Pengobatan pencegahan TB
Pada Pertemuan Tingkat Tinggi PBB tentang TBC tahun 2018, para pemimpin dunia berkomitmen memastikan akses ke pengobatan pencegahan TBC bagi sedikitnya 24 juta orang yang bergaul erat dengan penderita TBC aktif serta 6 juta orang dengan HIV pada 2022. Namun, hingga saat ini hanya sebagian kecil dari target tersebut yang tercapai.
KOMPAS/KRISTIAN OKA PRASETYADI–Suasana permukiman padat di Jalan Sam Ratulangi 15, Titiwungan, Sario, Manado, Sulawesi Utara, Kamis (19/3/2020). Para penderita tuberkulosis di Manado umumnya tinggal di permukiman padat. Rumah minim ventilasi dan pencahayaan menyebabkan bakteri Mycobacterium tuberculosis dapat bertahan lebih lama di udara.
Karena itu, tahun ini WHO mengeluarkan pedoman baru dengan merekomendasikan rangkaian pendekatan inovatif untuk meningkatkan akses ke pengobatan pencegahan TBC. Beberapa pendekatan itu meliputi antara lain, memperluas pengobatan pencegahan TBC bagi populasi yang berisiko tinggi, yakni orang yang tinggal di pemukiman padat dan kumuh, keluarga penderita TBC, orang dengan HIV, serta mereka yang memiliki kekebalan tubuh rendah.
Keluarga penderita TBC, dan orang dengan HIV disarankan menjalani penapisan. Jika tidak menunjukkan gejala TBC aktif, mereka harus memulai pengobatan pencegahan TBC.
Penapisan bisa dilakukan lewat tes kulit tuberkulin ataupun uji pelepasan interferon-gamma (interferon-gamma release assay/IGRA). Tes tidak perlu dilakukan pada orang dengan HIV atau anak balita dalam keluarga penderita TBC aktif. Mereka bisa langsung mendapat pengobatan pencegahan.
WHO merekomendasikan pilihan lebih pendek untuk pengobatan pencegahan selain pemberian isoniazid setiap hari selama 6 bulan yang digunakan saat ini. Ada beberapa pilihan yang direkomendasikan.
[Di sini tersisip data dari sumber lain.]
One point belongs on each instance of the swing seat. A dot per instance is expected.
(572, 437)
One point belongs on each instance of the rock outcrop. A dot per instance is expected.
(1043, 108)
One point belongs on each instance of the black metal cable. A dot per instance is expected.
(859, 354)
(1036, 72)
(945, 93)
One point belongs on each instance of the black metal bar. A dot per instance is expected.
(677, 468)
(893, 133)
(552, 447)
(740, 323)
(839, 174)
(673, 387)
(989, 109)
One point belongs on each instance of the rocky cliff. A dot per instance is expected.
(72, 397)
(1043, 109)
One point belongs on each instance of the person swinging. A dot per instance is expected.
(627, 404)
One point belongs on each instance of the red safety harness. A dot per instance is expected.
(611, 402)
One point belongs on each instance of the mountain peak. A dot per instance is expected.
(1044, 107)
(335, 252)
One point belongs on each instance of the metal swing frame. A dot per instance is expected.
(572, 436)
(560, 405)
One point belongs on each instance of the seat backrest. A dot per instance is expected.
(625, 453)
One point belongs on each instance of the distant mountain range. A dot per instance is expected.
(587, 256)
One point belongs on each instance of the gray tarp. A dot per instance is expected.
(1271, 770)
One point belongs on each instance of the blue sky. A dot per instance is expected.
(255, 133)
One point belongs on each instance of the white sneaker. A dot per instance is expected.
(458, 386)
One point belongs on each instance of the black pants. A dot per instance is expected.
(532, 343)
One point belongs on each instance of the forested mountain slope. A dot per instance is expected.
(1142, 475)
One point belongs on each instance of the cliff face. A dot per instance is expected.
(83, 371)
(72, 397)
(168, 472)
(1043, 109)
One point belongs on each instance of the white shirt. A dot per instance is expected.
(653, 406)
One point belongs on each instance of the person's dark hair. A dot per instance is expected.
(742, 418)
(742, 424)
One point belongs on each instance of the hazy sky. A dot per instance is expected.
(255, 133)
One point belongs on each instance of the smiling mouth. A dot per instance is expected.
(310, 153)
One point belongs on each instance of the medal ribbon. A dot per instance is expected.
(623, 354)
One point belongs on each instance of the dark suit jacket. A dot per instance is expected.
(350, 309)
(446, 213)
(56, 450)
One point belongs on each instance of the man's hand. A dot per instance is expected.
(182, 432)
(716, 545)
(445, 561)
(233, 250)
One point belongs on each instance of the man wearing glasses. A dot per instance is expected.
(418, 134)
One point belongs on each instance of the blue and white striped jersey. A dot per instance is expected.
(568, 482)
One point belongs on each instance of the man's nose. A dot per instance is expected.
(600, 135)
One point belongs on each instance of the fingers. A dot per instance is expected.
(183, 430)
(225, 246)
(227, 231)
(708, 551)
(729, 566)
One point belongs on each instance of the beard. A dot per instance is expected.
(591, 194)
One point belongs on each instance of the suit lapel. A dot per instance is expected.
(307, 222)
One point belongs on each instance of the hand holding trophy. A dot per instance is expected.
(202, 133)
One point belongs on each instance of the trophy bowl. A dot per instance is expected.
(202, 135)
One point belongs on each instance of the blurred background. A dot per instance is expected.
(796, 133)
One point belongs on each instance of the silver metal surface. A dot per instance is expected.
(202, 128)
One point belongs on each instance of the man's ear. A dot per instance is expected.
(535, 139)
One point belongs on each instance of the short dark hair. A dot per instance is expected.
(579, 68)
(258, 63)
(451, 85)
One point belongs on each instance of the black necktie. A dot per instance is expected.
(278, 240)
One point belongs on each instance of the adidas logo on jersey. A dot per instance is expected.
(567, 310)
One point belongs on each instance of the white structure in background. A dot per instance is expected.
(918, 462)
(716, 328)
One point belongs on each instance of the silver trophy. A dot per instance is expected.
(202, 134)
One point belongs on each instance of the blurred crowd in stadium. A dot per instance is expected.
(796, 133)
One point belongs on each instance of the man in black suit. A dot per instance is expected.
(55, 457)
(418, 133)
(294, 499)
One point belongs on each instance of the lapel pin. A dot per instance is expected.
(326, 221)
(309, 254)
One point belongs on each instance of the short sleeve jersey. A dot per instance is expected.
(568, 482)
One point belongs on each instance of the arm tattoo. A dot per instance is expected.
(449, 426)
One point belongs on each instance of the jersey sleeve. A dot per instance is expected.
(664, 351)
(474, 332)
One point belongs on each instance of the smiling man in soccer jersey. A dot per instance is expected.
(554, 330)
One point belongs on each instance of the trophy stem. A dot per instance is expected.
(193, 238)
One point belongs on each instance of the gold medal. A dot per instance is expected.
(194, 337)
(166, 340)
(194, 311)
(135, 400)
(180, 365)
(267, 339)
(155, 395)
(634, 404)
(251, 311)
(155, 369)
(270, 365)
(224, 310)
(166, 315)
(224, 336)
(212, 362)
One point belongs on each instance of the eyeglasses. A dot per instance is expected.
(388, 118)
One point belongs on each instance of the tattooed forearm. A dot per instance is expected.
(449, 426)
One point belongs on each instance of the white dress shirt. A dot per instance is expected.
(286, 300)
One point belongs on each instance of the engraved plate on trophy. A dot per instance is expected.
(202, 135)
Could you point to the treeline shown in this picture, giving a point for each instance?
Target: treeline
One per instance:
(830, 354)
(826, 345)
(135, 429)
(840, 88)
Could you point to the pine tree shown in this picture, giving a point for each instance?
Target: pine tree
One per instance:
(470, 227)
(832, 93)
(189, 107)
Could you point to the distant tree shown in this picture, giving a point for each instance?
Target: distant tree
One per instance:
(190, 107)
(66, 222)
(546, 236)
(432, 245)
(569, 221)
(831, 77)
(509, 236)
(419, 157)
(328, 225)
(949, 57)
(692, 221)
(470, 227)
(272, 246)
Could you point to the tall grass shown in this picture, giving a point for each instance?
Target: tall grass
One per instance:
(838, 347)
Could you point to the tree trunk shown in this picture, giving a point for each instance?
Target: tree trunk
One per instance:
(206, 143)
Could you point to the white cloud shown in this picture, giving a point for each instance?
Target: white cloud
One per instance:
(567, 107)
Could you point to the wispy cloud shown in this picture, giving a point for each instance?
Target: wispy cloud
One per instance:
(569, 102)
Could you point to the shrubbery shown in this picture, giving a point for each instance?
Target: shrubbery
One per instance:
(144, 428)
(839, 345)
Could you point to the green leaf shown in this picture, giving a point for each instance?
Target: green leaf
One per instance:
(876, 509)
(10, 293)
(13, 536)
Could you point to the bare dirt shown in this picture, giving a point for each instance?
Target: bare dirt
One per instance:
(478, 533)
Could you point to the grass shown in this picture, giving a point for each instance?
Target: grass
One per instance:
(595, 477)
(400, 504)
Pertama, pemberian rifapentin dan isoniazid setiap hari selama sebulan. Kedua, rifapentin dan isoniazid seminggu sekali selama 3 bulan. Ketiga, rifampisin dan isoniazid setiap hari selama 3 bulan. Keempat, rifampisin setiap hari selama 4 bulan.
Dampak TBC sangat berat bagi kesehatan, sosial, dan ekonomi warga di seluruh dunia. Peringatan Hari Tuberkulosis Sedunia bertujuan meningkatkan kesadaran dan pemahaman masyarakat mengenai infeksi yang paling mematikan itu. Dengan tema ”Ini Saatnya (It’s Time)”, fokus tahun ini adalah mempercepat respons TBC untuk menyelamatkan jiwa dan mengakhiri penderitaan.
Namun, saat seluruh perhatian dunia tertuju pada Covid-19, akankah hal itu mengganggu upaya eliminasi TBC? Dengan alotnya komitmen sebagian pemimpin negara dan dunia, dapatkah strategi mengakhiri TBC mampu mengeliminasi penyakit itu pada 2030 sesuai target Tujuan Pembangunan Berkelanjutan (Sustainable Development Goals)?